Вещные истины — страница 37 из 60

– Герман. Ты обещал.

В голосе Бескова звучит металл пополам с цианидом. На месте Террановы я заткнулась бы даже в его почти невменяемом состоянии. Но на своем собственном месте мне любопытно услышать об этом французе побольше. К несчастью, в нашу компанию возвращаются Тимур и Амина. Он как всегда немногословен, она смеется и цепляется за него, покачиваясь на шпильках. Я мельком отмечаю ее растрепанные волосы и не до конца застегнутую молнию на платье и тут же отвожу взгляд.

– Предлагаю переместиться внутрь! – шумно провозглашает Амина. – Там гораздо теплей и… – Она хитро глядит на золотоордынца, который, в отличие от всех нас, за весь вечер не выпил ни капли, и закусывает губу. – Мягче.
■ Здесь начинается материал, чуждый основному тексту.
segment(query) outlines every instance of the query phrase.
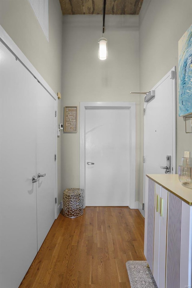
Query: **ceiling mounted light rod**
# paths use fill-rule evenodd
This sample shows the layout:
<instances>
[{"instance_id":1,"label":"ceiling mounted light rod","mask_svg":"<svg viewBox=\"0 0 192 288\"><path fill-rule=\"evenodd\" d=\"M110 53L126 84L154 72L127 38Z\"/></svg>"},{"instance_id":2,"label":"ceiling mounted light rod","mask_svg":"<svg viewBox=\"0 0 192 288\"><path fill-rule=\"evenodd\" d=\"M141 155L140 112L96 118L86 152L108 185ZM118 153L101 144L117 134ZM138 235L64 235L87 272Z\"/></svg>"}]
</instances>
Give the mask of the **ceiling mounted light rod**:
<instances>
[{"instance_id":1,"label":"ceiling mounted light rod","mask_svg":"<svg viewBox=\"0 0 192 288\"><path fill-rule=\"evenodd\" d=\"M99 59L100 60L106 60L107 58L107 40L103 38L103 34L105 28L105 7L106 0L104 0L103 5L103 25L102 26L102 36L98 40L99 43Z\"/></svg>"},{"instance_id":2,"label":"ceiling mounted light rod","mask_svg":"<svg viewBox=\"0 0 192 288\"><path fill-rule=\"evenodd\" d=\"M130 92L130 94L148 94L149 93L149 92Z\"/></svg>"},{"instance_id":3,"label":"ceiling mounted light rod","mask_svg":"<svg viewBox=\"0 0 192 288\"><path fill-rule=\"evenodd\" d=\"M106 0L104 0L103 11L103 34L104 33L105 29L105 7L106 7Z\"/></svg>"},{"instance_id":4,"label":"ceiling mounted light rod","mask_svg":"<svg viewBox=\"0 0 192 288\"><path fill-rule=\"evenodd\" d=\"M148 92L130 92L130 94L145 94L146 96L144 98L145 102L148 102L155 96L155 90L152 90Z\"/></svg>"}]
</instances>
– Обещал, – повторяет Герман. Остальные уже идут к стеклянным дверям, ведущим в дом. К счастью для Террановы, эти слова слышны только мне. – Ты купил меня, поэтому я буду молчать. Таков наш уговор.

– Какая у него фамилия?

– А?

– У того француза?

Он вскидывает голову и обдает меня запахом спиртного. Мне становится за него стыдно.
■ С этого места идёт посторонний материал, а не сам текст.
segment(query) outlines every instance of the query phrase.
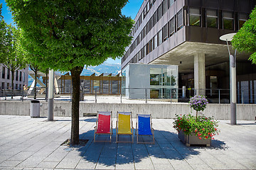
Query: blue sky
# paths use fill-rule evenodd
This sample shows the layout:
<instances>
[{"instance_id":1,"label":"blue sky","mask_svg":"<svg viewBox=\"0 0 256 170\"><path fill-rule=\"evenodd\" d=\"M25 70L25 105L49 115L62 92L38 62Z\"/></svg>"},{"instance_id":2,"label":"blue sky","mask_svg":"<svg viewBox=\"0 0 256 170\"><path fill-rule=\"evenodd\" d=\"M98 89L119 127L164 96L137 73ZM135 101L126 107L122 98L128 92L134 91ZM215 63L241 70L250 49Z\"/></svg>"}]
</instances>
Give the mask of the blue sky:
<instances>
[{"instance_id":1,"label":"blue sky","mask_svg":"<svg viewBox=\"0 0 256 170\"><path fill-rule=\"evenodd\" d=\"M139 9L142 4L143 1L144 0L129 0L127 4L122 9L122 14L127 16L130 16L132 19L134 19L136 14L139 11ZM1 0L1 3L3 4L2 15L4 16L4 21L8 24L10 23L14 24L11 13L9 11L6 2L3 0ZM121 63L120 60L121 60L120 59L117 59L115 60L112 59L109 59L107 60L107 62L110 64L120 64Z\"/></svg>"}]
</instances>

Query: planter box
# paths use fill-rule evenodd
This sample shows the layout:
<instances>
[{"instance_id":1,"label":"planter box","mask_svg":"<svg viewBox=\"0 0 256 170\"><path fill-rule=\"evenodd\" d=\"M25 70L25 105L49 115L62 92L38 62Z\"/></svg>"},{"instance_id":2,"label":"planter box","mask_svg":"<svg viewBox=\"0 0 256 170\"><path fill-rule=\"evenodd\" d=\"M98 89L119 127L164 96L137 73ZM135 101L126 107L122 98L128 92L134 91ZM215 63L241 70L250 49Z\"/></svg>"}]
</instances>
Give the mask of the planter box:
<instances>
[{"instance_id":1,"label":"planter box","mask_svg":"<svg viewBox=\"0 0 256 170\"><path fill-rule=\"evenodd\" d=\"M200 140L195 133L187 135L183 131L178 131L178 137L188 147L190 147L191 144L206 144L206 147L210 147L211 143L210 138Z\"/></svg>"}]
</instances>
– Есения! – властно окликает Бесков, придерживая дверь, и я вынуждена ускориться.

После ночной прохлады улицы в помещении душно и тошно. Жарко пылает камин, теплое мерцание ламп отражается в начищенном паркете. Мебель темного, почти черного дерева с кремовой обивкой; холсты с абстрактной живописью без рам; на полу распласталась пятнистая коровья шкура. В центре комнаты сервирован бокалами овальный столик.

На пути к лестнице, ведущей на второй этаж, к спальням, Амина касается рукой плетеного светильника, напоминающего изогнутую жирафью шею, и тот ритмично покачивается, разбрасывая по стенам причудливые тени.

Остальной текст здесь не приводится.